Always a pleasure reading your blog!
Hi Anna … you never fail to inspire!
This is a question completely out of left field:
Who will teach our young children (boys and girls), the art of stitchery? Many schools are eliminating “Home Ec” at the junior high level, yet I believe the spark should occur much earlier. Time and distance do not allow the ‘learning at grandmother’s knee’ for the children. I am happy that my granddaughter has the ‘yearn to learn’ for both quilting and knitting (blame on both maternal and paternal grandmothers), but we (Nana and Grandma) are ‘hooped’ by long distances.
While I take every opportunity to expand my own horizons, I’m not seeing much opportunity for the kidlets. This topic could make for some lively discussions, and perhaps solutions. I’d personally be happy to conduct some classes during school breaks for kidlets, but would probably need guidance. Are there references out in the ether on how to teach young children? I’ll be discussing this with retired art teachers to get their feedback.
Thank you for posting this question. Your contact info has been added to the draw. I am going to broach the topic in Sunday’s blog post. Make sure to check back for this.

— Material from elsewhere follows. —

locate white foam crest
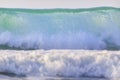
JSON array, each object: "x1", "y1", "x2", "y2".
[{"x1": 0, "y1": 50, "x2": 120, "y2": 78}]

An interesting topic. I came across this link yesterday, it may be new to you. http://www.waddesdon.org.uk/collection/special-projects/trade-cards and of interest to anyone in the UK.
Just a thought, although not atcs, some readers may be interested in joining in with this project. http://layersofcollaboration.wordpress.com/ Hope you don’t mind links, by all means delete the comment if you do.
Thank you for leaving the comment with the great information. I don’t mind at all – in fact I welcome such contributions. My blog is all about sharing and informing the reader. Your comment is perfect!